Maybe this has something to do with the enjoyment of making plans- getting the satisfaction from saying what you're going to do, and because one has experienced the satisfaction, it makes one less likely to follow though on doing it)

I have seen this approach result in several dead "groups" which held maybe one or two events each, and sequential waves of people trying to "revive the group" rather than just... doing things that achieve the purpose that the person thinks that the group is for achieving.

Maybe this approach actually works? And I just don't understand what "works" means?

Do you believe that "the mind works the way the mind think that it works"? (I do.)

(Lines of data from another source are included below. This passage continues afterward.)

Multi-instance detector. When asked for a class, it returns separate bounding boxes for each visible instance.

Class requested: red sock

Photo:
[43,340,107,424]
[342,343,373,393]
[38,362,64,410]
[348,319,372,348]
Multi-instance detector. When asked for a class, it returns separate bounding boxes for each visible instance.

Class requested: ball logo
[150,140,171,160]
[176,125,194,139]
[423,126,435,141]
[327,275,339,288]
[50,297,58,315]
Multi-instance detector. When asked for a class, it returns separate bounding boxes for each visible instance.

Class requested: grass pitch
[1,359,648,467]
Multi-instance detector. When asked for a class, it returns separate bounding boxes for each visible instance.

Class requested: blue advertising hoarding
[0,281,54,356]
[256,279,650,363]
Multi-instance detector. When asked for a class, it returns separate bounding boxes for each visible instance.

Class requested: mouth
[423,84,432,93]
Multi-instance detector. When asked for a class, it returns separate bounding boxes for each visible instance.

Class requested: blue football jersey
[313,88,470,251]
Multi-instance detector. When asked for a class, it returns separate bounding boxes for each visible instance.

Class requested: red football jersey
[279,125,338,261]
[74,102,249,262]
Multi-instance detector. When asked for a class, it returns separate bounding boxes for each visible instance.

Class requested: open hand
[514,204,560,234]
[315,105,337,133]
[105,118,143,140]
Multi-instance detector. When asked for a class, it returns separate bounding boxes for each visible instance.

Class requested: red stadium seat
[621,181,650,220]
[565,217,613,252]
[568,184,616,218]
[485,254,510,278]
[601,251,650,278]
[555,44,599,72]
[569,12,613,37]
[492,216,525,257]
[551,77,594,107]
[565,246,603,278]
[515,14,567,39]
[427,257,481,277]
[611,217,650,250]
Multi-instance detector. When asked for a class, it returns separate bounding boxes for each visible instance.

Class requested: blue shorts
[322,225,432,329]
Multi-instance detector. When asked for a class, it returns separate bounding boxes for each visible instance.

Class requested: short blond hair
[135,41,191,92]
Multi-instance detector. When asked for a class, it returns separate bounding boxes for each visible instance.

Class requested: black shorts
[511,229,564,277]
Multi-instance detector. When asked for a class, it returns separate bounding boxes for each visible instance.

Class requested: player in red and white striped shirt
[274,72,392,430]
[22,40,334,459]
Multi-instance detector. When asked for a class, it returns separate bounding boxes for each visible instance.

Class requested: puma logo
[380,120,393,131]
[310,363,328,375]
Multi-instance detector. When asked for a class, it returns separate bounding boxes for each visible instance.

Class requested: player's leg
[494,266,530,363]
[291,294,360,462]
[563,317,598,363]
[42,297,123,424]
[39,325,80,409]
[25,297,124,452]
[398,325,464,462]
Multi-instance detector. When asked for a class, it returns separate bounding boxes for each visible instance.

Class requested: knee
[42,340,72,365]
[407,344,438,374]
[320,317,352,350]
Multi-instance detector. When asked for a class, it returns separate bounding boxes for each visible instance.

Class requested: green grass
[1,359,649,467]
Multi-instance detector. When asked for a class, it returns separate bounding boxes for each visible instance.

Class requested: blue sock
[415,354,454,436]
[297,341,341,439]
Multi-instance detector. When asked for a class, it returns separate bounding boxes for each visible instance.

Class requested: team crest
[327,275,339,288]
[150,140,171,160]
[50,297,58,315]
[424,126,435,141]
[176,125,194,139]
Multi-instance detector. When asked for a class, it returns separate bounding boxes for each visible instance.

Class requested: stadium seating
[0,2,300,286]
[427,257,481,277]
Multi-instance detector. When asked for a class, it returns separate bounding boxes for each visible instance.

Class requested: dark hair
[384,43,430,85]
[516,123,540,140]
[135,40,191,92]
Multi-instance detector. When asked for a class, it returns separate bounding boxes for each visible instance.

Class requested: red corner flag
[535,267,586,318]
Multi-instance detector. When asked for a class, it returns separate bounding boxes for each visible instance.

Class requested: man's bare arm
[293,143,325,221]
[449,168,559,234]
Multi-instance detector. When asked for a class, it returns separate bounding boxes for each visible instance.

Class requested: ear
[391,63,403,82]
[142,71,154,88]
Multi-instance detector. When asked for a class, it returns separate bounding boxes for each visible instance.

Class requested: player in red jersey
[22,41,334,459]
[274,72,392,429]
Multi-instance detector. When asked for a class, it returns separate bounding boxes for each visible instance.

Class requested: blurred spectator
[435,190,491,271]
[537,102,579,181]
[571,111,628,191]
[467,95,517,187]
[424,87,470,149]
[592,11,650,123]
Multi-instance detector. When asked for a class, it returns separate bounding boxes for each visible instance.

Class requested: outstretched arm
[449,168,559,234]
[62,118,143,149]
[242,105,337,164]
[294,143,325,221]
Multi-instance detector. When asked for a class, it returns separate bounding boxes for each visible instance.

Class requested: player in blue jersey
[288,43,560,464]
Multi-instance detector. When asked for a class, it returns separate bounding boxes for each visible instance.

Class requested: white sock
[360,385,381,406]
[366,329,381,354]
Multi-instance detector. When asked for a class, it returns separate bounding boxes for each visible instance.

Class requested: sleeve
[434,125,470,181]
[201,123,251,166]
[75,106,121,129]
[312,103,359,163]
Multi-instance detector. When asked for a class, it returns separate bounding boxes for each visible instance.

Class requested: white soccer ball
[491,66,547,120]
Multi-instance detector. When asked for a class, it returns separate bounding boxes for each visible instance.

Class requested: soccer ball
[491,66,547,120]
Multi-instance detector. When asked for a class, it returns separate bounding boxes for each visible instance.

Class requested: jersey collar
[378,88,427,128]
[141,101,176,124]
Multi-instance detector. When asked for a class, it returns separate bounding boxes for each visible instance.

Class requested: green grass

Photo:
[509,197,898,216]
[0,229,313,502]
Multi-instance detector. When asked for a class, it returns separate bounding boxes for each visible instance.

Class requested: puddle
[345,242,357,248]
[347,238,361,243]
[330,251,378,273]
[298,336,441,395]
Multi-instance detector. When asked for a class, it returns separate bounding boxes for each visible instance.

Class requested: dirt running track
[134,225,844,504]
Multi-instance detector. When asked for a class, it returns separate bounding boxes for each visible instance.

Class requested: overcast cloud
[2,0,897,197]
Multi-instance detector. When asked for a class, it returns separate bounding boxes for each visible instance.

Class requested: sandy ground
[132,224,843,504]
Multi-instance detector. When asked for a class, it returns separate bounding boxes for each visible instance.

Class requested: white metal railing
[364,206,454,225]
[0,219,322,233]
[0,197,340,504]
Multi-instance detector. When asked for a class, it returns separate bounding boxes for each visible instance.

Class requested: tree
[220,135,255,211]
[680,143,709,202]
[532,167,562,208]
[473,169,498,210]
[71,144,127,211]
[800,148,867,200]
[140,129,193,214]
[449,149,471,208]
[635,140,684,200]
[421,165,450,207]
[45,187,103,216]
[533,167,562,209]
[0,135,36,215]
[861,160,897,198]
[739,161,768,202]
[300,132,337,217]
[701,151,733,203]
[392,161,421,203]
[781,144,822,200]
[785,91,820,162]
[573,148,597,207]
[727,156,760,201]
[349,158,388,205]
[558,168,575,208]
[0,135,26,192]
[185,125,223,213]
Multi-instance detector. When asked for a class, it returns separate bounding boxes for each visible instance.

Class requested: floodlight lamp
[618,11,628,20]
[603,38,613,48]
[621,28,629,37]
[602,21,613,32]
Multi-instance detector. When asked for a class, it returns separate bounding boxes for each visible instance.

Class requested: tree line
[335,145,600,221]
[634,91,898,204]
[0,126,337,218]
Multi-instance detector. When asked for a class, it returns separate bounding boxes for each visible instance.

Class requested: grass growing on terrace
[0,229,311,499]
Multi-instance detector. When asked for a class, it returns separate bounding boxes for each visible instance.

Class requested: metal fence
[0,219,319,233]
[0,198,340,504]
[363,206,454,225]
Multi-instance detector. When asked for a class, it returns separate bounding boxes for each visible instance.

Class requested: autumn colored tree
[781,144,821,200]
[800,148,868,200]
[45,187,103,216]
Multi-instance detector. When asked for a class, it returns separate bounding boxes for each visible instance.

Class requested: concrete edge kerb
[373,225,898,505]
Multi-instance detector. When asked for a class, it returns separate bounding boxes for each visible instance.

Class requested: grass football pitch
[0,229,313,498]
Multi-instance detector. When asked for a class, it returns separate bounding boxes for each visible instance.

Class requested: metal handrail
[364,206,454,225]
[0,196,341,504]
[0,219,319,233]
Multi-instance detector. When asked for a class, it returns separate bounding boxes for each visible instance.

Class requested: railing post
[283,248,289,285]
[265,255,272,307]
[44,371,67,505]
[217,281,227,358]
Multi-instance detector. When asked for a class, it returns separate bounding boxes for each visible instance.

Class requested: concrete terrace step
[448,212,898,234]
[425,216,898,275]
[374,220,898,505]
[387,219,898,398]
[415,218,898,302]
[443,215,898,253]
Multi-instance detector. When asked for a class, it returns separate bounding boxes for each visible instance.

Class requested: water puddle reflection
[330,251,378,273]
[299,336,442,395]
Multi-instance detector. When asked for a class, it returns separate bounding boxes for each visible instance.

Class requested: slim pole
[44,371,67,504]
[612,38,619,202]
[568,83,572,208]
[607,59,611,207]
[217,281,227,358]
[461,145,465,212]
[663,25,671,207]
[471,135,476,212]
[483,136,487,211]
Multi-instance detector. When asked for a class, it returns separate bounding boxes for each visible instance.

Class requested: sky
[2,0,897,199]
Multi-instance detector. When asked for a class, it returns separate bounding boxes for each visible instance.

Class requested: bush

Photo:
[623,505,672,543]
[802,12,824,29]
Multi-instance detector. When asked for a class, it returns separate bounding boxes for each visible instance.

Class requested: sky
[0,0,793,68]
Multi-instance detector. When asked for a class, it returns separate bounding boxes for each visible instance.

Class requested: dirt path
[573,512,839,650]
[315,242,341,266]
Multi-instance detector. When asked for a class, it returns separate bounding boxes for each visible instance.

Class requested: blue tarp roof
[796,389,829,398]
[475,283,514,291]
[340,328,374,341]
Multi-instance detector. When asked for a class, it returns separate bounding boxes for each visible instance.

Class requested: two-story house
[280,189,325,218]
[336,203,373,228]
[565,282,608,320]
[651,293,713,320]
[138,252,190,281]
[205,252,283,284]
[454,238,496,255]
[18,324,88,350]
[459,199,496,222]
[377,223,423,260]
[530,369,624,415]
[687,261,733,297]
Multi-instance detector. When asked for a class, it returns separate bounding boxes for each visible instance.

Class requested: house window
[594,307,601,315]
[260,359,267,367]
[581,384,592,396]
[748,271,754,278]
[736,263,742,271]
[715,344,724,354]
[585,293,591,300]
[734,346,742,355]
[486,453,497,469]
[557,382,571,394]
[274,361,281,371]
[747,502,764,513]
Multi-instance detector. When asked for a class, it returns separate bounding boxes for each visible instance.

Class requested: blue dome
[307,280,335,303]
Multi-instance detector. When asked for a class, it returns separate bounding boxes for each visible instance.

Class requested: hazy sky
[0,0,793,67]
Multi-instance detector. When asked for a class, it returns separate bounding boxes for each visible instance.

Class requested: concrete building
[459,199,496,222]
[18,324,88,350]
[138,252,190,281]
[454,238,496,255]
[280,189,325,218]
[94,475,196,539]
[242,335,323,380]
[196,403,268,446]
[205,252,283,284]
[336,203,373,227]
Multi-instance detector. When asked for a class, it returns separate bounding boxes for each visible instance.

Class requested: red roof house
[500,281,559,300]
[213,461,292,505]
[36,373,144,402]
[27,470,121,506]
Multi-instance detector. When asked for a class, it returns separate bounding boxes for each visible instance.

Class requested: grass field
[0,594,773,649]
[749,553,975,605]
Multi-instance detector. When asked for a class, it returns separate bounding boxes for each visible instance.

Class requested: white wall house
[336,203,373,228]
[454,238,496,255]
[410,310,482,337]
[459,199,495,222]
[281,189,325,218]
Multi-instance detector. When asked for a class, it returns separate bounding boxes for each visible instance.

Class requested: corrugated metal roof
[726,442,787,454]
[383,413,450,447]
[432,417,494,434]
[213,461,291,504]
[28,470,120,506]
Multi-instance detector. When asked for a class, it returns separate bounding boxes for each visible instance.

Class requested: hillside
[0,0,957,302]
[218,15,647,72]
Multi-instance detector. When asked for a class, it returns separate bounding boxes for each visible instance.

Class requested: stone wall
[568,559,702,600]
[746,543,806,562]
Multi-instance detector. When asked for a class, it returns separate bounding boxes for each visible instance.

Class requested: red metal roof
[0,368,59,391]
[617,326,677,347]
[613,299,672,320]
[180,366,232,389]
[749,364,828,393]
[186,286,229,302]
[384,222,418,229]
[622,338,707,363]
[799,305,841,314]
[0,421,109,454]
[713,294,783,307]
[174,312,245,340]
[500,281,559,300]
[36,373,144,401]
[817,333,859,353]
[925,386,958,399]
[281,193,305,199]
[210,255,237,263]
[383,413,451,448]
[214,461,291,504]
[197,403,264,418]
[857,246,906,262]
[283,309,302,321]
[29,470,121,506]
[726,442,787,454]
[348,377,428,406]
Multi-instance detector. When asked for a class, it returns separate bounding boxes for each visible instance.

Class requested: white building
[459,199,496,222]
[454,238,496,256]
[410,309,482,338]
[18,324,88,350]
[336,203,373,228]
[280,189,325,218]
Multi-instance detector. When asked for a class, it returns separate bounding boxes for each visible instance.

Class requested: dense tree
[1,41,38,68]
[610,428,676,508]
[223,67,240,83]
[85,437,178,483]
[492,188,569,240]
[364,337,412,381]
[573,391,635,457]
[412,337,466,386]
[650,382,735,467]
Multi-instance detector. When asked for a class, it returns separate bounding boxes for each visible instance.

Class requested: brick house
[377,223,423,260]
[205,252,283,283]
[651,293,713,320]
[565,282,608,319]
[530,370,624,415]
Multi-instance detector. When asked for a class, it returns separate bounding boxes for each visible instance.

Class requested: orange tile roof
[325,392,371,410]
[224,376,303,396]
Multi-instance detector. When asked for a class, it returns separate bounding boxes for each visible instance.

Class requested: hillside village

The most specific example of this that comes to mind for me is- if you believe that exercising willpower drains your willpower, then that is true. And if you believe that exercising willpower strengthens your willpower, then it does! http://news.stanford.edu/news/2007/february7/dweck-020707.html http://mindsetscholarsnetwork.org/wp-content/uploads/2015/09/What-We-Know-About-Growth-Mindset.pdf

While doing my daily routine of locking up my bicycle at a train stop prior to getting on the train, I consciously noticed an inefficiency,analyzed the reason for it, found it wanting, and corrected it. Previously I have only done this after "sitting down and thinking for five minutes" i.e. setting a timer and writing out logical conclusions in pursuit of a pre-stated goal. I have two U-locks which look different, and two keys which look the same. For a while I marked one of them a different color in order to distinguish them, but the marking wears off within weeks and I've abandoned this approach, instead I just try one key at a time, for a usual maximum of two tries per key (three if I used the wrong angle with the first key). This happens every weekday and most weekends, twice or more per day. I noticed myself doing this and asked "why?". The answer is that so that when I need to lend someone my lock set, it is easy to hand them both over at once because both keys are on the same keyring. But this is an infrequent occurrence. I was optimizing for the wrong thing. So now the keys are on different keyrings of my pocket keyring chain, because while markings wear off, position will stay static unless the metal breaks.